Piketty, un voraz historiador y hábil narrador, regala al lector miles de anécdotas y algunas estadísticas para convencernos de esta degeneración del capitalismo. Desgraciadamente para su tesis, la historia no la confirma porque el capitalismo occidental desde hace dos siglos ha creado una inmensa clase media, y la aristocracia del dinero no ha dejado de renovarse en lugar de transmitirse. Pero la realidad no es un obstáculo para la teoría, ya que Piketty, como

buen profeta, posterga la inevitable catástrofe. Los que viven de las rentas todavía no se han hecho con el poder porque algunos lamentables contratiempos, como las guerras, por ejemplo, que tienen una fastidiosa tendencia a redistribuir las riquezas, han frenado la demostración. En cuanto a los periodos en los que las rentas disminuyen, de 1945 a 1974, por ejemplo, Piketty nos asegura que fueron una excepción a la regla y, como cualquier milenarista, aplaza cada día el juicio final.

Pero Krugman lleva algo de razón: Piketty no es totalmente marxista porque nos ofrece una redención terrenal, mediante la reforma del capitalismo, a fin de evitar la revolución: un impuesto confiscatorio sobre el capital, un impuesto que tiene que ser mundial porque la economía está mundializada. Gracias a la igualdad de condiciones así restablecida por la fiscalidad, los empresarios seguirán emprendiendo sin convertirse nunca en rentistas.
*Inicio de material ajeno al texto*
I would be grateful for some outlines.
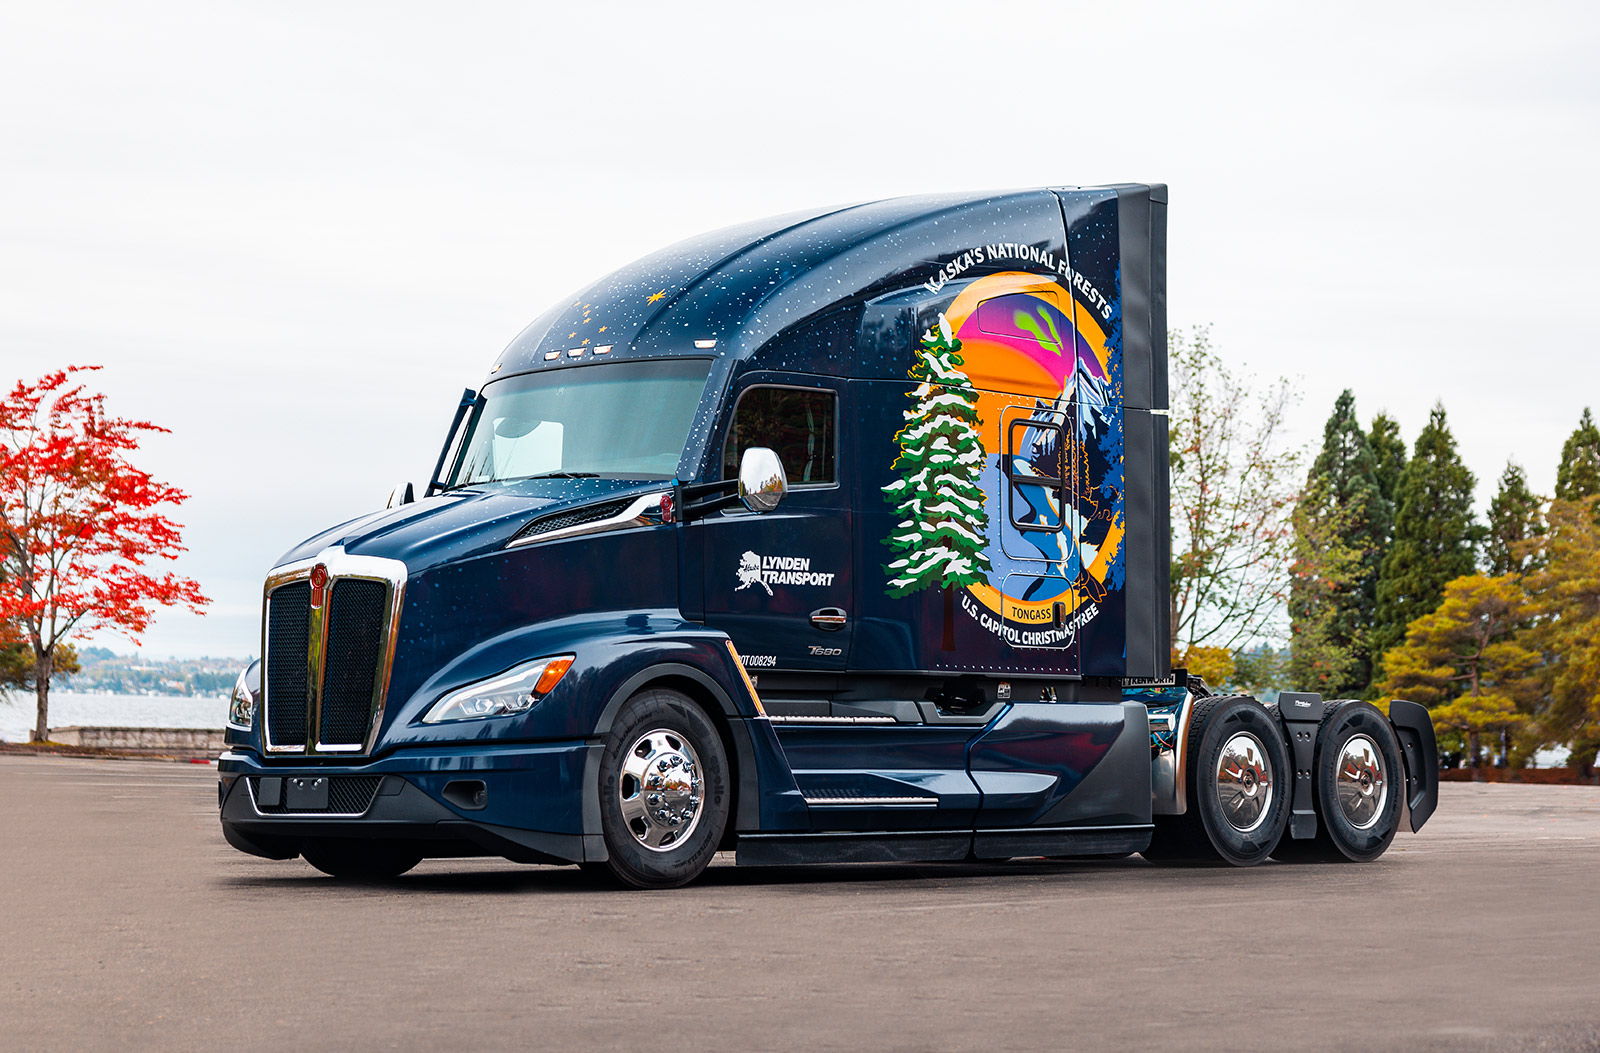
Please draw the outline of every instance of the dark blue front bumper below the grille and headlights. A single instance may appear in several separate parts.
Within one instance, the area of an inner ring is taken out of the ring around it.
[[[222,834],[269,859],[334,839],[408,842],[424,856],[605,859],[598,823],[584,815],[600,749],[584,741],[454,746],[358,765],[262,763],[227,752],[218,762]]]

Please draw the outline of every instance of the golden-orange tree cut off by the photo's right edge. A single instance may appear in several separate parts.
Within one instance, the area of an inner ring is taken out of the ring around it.
[[[1526,578],[1531,647],[1544,656],[1539,733],[1587,770],[1600,749],[1600,496],[1550,502],[1542,565]]]

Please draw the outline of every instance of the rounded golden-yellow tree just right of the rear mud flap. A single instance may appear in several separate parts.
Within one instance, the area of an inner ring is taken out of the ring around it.
[[[1382,693],[1427,706],[1435,731],[1461,741],[1477,768],[1483,736],[1509,735],[1528,720],[1541,656],[1517,634],[1526,618],[1514,575],[1456,578],[1438,608],[1384,655]]]

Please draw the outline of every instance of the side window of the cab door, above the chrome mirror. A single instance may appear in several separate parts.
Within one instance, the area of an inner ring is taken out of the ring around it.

Paul Krugman, valiéndose de Piketty al igual que los evangelistas añadieron palabras a la palabra de Cristo, nos asegura en sus comentarios en El País que la igualdad es la condición para la prosperidad duradera en la economía de mercado. Ni en Krugman ni en Piketty está respaldada esta piedad por ningún argumento científico. De hecho, sería interesante medir la relación entre la igualdad social y el desarrollo económico; los trabajos de los que disponemos ponen más bien de manifiesto que una cierta desigualdad –por la emulación social que provoca– es necesaria para el crecimiento, y que la igualdad excesiva mediante el impuesto convierte al empresario en rentista: es la experiencia escandinava o británica de la década de 1960. El empirismo desmiente totalmente la teoría de Piketty.

También resulta sorprendente que Piketty mencione tan poco el origen del desarrollo y de la fabulosa riqueza de algunos empresarios: la innovación. Como si un Bill Gates, por ejemplo, se hubiese convertido en el hombre más rico del mundo por casualidad. Por tanto, hay que plantearse que la teoría de Piketty, al igual que la apología de Krugman, no tiene ningún carácter científico, sino que está relacionada con la política pura. A Piketty no le gusta la sociedad occidental tal y como es; Paul Krugman detesta a los financieros de Wall Street. Estos dos estaban destinados a hacer causa común, explotando su condición de economistas para avanzar ocultos y justificar «científicamente» su odio hacia los ricos. Otro francés en Estados Unidos, Alexis de Tocqueville, escribió que, en democracia, los ciudadanos estarían dispuestos a renunciar a su libertad con tal de que triunfase la igualdad. La acogida dispensada a Piketty en Estados Unidos pone más de actualidad a Tocqueville que a Marx, ya que, en democracia, siempre habrá una parte de la opinión pública dispuesta a renunciar al desarrollo económico con tal de que se imponga la igualdad. Esa es, me parece, la moraleja de la aventura de Piketty en Estados Unidos y la base de su club de fans.